In the 1980s Ivan Guzman de Rojas, a Bolivian computer scientist, accidentally demonstrated that Aymara might be not only very ancient but, significantly, that it might be a ‘made-up’ language—something deliberately and skillfully designed. Of particular note was the seemingly artificial character of its syntax, which was rigidly structured and unambiguous to an extent thought inconceivable in normal ‘organic’ speech.22

 

This synthetic and highly organized structure meant that Aymara could easily be transformed into a computer algorithm to be used to translate one language into another:

‘The Aymara Algorithm is used as a bridge language. The language of an original document is translated into Aymara and then into any number of other languages.’23

21 Evan Hadingham, Lines to the Mountain Gods, Harrap, London, 1987, p. 34.
22 ‘Aymara is rigorous and simple—which means that its syntactical rules always apply, and can be written out concisely in the sort of algebraic shorthand that computers understand. Indeed, such is its purity that some historians think it did not just evolve, like other languages, but was actually constructed from scratch.’ Sunday Times, London, 4 November 1984.
23 M. Belts, ‘Ancient Language may Prove Key to Translation System’, Computerworld, vol. IX, No. 8, 25 February 1985, p. 30.

  • Was it just coincidence that an apparently artificial language governed by a computer-friendly syntax should be spoken today in the environs of Tiahuanaco?

  • Or could Aymara be a legacy of the high learning that legend attributed to the Viracochas?

  • If so, what other legacies might there be?

  • What other incomplete fragments of an old and forgotten wisdom might be lying scattered around—fragments which had perhaps contributed to the richness and diversity of many of the cultures that had evolved in this region during the 10,000 years before the conquest?
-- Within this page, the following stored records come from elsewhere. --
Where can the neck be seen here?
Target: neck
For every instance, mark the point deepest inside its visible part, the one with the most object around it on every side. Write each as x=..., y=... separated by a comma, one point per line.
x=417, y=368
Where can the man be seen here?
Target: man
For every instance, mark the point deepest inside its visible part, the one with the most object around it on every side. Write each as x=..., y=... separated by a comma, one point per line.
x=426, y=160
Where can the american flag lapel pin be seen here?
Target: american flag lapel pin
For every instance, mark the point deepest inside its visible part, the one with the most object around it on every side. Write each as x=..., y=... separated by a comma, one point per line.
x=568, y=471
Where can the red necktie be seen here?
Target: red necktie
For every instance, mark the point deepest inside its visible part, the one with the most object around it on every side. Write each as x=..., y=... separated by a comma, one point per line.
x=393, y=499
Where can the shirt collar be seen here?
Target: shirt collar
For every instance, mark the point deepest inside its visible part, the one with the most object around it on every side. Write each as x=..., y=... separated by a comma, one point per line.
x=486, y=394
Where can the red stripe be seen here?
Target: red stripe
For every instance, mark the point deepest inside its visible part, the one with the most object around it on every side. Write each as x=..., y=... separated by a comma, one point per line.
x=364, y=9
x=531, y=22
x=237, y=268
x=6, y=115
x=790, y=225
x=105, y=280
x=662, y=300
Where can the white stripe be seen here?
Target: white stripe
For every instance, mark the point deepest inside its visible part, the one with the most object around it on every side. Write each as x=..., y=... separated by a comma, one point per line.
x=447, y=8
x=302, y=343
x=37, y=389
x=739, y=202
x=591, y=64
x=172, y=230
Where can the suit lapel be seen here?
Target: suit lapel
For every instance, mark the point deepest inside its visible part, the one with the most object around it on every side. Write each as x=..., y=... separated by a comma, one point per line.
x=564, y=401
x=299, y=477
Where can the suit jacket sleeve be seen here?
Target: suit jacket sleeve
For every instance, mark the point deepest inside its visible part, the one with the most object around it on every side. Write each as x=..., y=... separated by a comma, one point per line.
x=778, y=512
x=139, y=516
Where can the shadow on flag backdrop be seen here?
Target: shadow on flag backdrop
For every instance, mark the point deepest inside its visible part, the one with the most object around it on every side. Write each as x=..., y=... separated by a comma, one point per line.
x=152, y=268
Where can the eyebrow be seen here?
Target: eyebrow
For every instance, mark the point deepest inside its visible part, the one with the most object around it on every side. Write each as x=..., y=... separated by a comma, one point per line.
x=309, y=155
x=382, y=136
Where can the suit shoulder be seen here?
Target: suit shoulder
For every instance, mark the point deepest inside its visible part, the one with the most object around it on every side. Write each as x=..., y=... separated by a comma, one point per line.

  • Perhaps it was the possession of fragments like these that had made possible the drawing of the Nazca lines and enabled the predecessors of the Incas to build the ‘impossible’ stone walls at Machu Picchu and Sacsayhuaman?

 

Mexico

The image I could not get out of my mind was of the Viracocha people leaving, ‘walking on the waters’ of the Pacific Ocean, or ‘going miraculously’ by sea as so many of the legends told.

Where had these seafarers been going? What had their objective been? And why, come to think of it, had they made such dogged efforts to stay in Tiahuanaco for so long before admitting defeat and moving on? What had they been trying to achieve there that had been so important to them?

After several weeks work on the Altiplano, travelling back and forth between La Paz and Tiahuanaco, it became clear that neither the otherworldly ruins nor the libraries of the capital were going to provide me with any further answers. Indeed, in Bolivia at least, the trail seemed to have gone cold.

It was not until I reached Mexico, 2000 miles north, that I picked up its traces again.